There they are, my favourite immoral immortals! Hello ladies! Thanks so much for all joining Brian and I for a quick lunch today. Yeah yeah, pick any chair, except I’ve saved this one beside me for you Narcissa dear. I’ve gone ahead and ordered some of the new appetizers I’d like us to review. Yes I know, all work and all play when I’m around! Oh here comes the lad to take the orders, go ahead and we’ll chat after. 

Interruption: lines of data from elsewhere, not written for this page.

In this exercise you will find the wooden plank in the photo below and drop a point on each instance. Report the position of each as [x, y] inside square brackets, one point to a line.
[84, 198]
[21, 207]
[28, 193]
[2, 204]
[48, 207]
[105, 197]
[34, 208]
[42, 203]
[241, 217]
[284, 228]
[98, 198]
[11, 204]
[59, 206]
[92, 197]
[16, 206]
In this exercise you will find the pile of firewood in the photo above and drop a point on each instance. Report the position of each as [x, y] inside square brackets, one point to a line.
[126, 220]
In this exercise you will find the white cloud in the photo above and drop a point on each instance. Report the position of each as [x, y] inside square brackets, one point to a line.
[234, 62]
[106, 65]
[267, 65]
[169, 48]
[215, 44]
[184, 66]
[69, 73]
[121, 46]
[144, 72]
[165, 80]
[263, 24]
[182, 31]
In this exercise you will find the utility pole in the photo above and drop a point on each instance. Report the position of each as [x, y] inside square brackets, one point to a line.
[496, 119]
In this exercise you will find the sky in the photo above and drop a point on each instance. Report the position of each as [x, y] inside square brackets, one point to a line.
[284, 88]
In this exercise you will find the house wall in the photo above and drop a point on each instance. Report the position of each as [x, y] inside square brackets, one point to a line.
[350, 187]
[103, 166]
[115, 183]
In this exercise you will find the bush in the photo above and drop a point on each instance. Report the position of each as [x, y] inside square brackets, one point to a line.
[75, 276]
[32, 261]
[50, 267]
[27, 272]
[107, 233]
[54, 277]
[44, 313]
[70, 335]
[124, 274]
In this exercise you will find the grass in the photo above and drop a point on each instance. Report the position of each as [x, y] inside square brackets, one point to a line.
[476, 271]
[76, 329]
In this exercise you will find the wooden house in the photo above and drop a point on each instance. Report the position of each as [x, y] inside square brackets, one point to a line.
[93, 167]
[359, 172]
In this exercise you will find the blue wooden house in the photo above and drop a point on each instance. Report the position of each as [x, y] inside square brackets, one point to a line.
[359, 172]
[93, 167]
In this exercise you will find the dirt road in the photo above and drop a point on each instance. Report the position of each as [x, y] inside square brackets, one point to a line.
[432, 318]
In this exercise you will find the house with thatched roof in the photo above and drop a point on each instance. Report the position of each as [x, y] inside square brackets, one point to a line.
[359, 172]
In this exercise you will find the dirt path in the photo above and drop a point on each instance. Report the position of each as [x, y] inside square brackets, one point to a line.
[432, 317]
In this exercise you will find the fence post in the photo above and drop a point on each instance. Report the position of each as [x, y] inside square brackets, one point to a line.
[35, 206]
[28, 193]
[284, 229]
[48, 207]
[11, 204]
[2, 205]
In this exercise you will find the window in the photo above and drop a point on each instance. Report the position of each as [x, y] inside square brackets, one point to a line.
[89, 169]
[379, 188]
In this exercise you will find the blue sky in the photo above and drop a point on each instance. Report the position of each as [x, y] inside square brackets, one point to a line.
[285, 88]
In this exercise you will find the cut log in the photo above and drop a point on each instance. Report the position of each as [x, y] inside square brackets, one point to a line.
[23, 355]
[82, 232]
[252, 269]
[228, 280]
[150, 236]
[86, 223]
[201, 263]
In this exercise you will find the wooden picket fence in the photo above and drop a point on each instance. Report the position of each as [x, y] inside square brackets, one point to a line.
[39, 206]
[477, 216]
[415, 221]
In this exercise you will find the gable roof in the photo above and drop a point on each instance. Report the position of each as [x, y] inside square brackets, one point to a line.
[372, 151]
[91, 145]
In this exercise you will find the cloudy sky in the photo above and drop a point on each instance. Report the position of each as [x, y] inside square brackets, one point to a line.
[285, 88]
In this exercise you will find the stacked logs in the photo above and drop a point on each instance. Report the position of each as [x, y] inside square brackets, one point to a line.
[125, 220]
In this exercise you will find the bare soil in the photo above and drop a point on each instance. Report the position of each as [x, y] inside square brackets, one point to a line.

<Voices speaking in succession>

Great choice Miss Portia, I was eyeing that pig's head meal too, doesn't the lobster gravy sound de-lish? Okay, right, thanks Brian, so for our mortal souls listening in, I am having lunch with the talented Sinister Sisters as I affectionately call them, who are each in charge of a respective torture city that our newly damned souls get sorted into. You mortals like to call them the Seven Deadly Sins, although the only thing deadly here is Narcissa's stunning beehive hairdo. Yes I do see, the murder hornets just add to the effect! So, I try to meet with each of you every month to go over your realm of misery, any new exciting additions, problems with current residents, and the like. I've trusted you all completely for a million years, and know you always strive to make our souls have the worst suffering, which you all know I so appreciate!

<Laughing>

It's not often we can all get together, but I thought we needed a meal to kick-start 2021! Congratulations again on all the successes we had in 2020, it was such a banner year! Thanks to its success in its first year too, we are continuing the new suggestion box in the Sulfur City lunchroom. Let's fill it up again with completely awful ideas for 2021! Brian and I wanted to give a special callout for the best idea of 2020 that spawned so much misery on Earth... Can we give a round of applause for Portia and her brilliant idea to have a deadly virus born from a mortal's meal? Love it!

<Clapping and laughing>

Plus of all the carriers to have a global pandemic start from, I'm totally thrilled that you brought my beloved bats back to the forefront! And all of you helped make a simple dream a reality with your projected greed, anger, laziness and sadness on the mortals! Truly inspiring. Oh, yes and there's a new appetizer here on the table somewhere of stuffed bats that I think would be just dastardly with a pinch of crushed snake skin on top, so make sure you try it and give your feedback to Brian here. 

<Laughing and talking>

I have a few more honourable mentions, but honestly in a year where we took the mentality of "no bad idea is a bad idea!", everything you guys came up with was enacted upstairs with my thanks! Our little ball of anger, the lovely Miss Aeron suggested we start a small fire in the outback in 2019, and has since tied it into "tweets from Trump" in 2020, and every lie the family gave fanned a new fire pocket somewhere in the world. It was quite the show at the beginning of 2020, and I think we'll try continuing it through 2021. In her honour, we have a plate of spicy spider legs to try -- Here Brian, pass this around. Then our Terrible Twins Raven and Invidia tag-teamed an idea that we rolled out to perfection, pure panic at the supermarkets fueled by envy and possession, hah! I think it was your influence Raven, our Mistress of Greed that had the toilet paper run out? Brilliant. Some of my favourite suggestion cards from the Hellions suggested locusts, Ebola and the murder hornets, and another card just said "Screw up Elon Musk". Yes it was the kind of year I'll be honoured to discuss at the next year-in-recap board meeting, so thank you again.